Besides consumers and the environment, established companies are also suffering from the recent dynamics of the industry. Notably, Amazon reacted with a surprising strategic move, a very strong signal that they want to be better positioned to compete with Shein.

Amazon Lowers Fees for Low-priced Clothes

Shortly before the Shein IPO, Amazon announced they were going to reduce the fees they charge their 3rd party sellers on clothing products priced below $15 to 5%. For items priced between $15 to $20, fees will drop to 10%. That is a massive improvement from the previous 17% they were charging. For items priced above $20, prices will not change.

This is newsworthy, Amazon very rarely decreases fees for their sellers. The fees 3rd party sellers are paying to Amazon are such a large source of revenue that they must have very strong reasons to reduce them, even if only focusing on very specific items. It is very clear that this decision targets competitors in the fast fashion industry. These changes will go into effect January 15, 2024, once the holiday season is over.

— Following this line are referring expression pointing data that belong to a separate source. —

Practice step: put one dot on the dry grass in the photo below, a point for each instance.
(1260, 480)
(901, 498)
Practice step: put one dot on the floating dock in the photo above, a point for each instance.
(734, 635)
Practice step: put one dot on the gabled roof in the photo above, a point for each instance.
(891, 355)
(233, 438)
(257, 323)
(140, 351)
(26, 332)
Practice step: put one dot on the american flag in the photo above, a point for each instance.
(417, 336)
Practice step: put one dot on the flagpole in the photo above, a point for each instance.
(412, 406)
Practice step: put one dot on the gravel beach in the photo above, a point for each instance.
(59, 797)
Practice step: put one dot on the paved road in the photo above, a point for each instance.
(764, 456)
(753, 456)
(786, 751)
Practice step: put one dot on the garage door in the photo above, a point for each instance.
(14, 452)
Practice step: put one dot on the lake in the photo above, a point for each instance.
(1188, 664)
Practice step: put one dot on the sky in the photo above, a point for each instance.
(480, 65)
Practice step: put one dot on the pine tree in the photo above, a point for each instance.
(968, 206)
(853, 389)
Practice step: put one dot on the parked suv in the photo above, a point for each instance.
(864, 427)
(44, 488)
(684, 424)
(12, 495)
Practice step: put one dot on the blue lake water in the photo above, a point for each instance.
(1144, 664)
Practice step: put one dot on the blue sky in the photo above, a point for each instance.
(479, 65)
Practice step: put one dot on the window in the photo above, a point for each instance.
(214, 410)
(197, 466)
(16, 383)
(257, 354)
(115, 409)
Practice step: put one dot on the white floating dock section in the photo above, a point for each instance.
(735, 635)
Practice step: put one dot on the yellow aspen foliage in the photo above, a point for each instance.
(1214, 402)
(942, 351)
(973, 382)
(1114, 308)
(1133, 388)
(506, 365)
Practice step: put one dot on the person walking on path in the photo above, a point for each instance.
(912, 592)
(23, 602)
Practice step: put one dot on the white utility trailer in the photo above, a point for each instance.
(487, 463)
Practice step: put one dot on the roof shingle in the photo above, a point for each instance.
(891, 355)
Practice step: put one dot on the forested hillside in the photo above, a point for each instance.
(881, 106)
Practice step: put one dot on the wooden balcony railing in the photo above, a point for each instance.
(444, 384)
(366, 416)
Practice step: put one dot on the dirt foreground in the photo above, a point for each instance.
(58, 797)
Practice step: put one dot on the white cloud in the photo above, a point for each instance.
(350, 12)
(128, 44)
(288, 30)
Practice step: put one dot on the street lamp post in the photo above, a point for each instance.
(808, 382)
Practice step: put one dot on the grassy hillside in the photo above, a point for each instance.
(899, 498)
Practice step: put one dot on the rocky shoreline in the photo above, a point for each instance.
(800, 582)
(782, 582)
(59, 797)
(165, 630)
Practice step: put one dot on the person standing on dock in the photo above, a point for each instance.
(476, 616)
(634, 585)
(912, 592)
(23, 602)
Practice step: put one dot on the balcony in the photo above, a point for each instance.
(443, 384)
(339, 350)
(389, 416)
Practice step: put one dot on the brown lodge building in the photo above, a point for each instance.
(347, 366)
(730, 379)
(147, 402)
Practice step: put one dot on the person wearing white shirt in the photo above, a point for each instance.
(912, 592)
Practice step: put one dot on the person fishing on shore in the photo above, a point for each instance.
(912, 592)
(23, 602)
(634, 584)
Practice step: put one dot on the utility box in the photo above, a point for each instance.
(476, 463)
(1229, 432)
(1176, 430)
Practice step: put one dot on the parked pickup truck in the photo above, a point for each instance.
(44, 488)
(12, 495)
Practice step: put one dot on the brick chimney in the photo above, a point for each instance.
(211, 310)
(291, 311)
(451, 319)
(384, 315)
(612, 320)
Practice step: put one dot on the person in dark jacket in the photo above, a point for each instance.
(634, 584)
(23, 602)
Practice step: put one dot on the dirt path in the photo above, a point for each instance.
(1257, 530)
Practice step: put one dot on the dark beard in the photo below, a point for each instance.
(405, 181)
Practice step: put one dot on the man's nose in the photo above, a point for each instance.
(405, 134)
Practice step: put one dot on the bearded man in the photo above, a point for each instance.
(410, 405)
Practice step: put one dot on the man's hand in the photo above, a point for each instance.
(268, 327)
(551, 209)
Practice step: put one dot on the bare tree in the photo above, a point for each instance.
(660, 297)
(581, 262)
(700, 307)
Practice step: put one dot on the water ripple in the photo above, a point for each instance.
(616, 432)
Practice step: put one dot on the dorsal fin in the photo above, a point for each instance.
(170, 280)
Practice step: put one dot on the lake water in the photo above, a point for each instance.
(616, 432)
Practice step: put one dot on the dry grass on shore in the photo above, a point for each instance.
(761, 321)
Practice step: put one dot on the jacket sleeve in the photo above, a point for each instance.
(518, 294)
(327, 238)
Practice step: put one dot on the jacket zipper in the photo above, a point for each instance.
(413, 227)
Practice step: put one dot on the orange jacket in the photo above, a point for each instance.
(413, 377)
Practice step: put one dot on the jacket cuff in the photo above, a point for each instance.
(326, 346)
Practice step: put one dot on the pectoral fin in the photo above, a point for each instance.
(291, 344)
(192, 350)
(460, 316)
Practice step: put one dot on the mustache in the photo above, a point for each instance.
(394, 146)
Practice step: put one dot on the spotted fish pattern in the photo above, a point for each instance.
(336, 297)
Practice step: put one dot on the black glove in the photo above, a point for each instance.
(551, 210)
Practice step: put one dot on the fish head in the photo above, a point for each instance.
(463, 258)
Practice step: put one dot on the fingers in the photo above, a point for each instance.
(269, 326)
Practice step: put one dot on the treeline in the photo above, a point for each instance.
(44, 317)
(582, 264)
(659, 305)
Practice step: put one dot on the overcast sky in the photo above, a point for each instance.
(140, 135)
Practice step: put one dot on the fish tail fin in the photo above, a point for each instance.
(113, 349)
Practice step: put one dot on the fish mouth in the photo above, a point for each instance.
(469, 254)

What Does That Mean for 3rd-party Sellers and for Shoppers?

This new strategy will directly impact shoppers as well as 3rd party sellers. I am not qualified to analyze how a more favorable environment for fast fashion brands will influence customers’ mental health and perception of environmental issues. However, I am certain that this will give them more options at lower price points. As of 2023, Amazon Prime has a total of 174.9 million users in the United States, and certainly many of them will enjoy free shipping and free returns on low-priced clothes.

The situation is darker for 3rd party sellers. A decrease in selling fees sounds like a great thing and immediate improvement of their bottom line. Unfortunately, the industry is so competitive that this will most likely trigger further price wars and lower prices.

Example of how this could affect sellers

In this fictional example above, a company decides to lower their price from $12 to $10 to reach the 5% fee threshold and be more competitive. Their fees decrease by $1.5, but every other expense remains the same. At the end of the day, the company will need to sell twice as many units as before to maintain their total net profit.

As you can see, a decrease in fees does not always mean a higher net margin for sellers. But again, this is just a fictional example and there is no way to accurately forecast how things will play out.

Collateral Damage of the Amazon-Shein price war

The intensifying competition from Shein and Temu in the fast fashion industry, and the attempts from Amazon to capture part of this market are significantly affecting established retailers like Etsy or Gap. These companies are struggling to match the low prices and rapid production rates of the fast-fashion giants. It is also putting a lot of pressure on advertising costs.

This competitive pressure is forcing these traditional retailers to reevaluate and innovate their strategies, focusing on differentiating aspects like customer service, store experience, or unique marketing approaches to retain customer interest and market share. Competing on price can be a winning strategy, but in that case, established companies will need to provide value beyond pricing. That being said, with the ever-increasing cost of logistics, I wonder how ultra-low-cost clothing sellers will remain profitable. If large companies such as Amazon start charging for returns (yes I know, this sounds crazy), customers may return to retail stores to try clothes before purchasing.


Amazon’s surprising but logical strategy to lower their fees for some clothing items will shake things up in the fast fashion game. It’s a bold move to attract customers with lower prices and compete with Shein, but it also means sellers have to get creative to stay profitable in a market where prices keep dropping. This Amazon vs. Shein showdown isn’t just about who sells more tees; it’s reshaping the future of the fast fashion industry. With increasing costs and pressure on traditional retailers, we can expect continuous change in that space.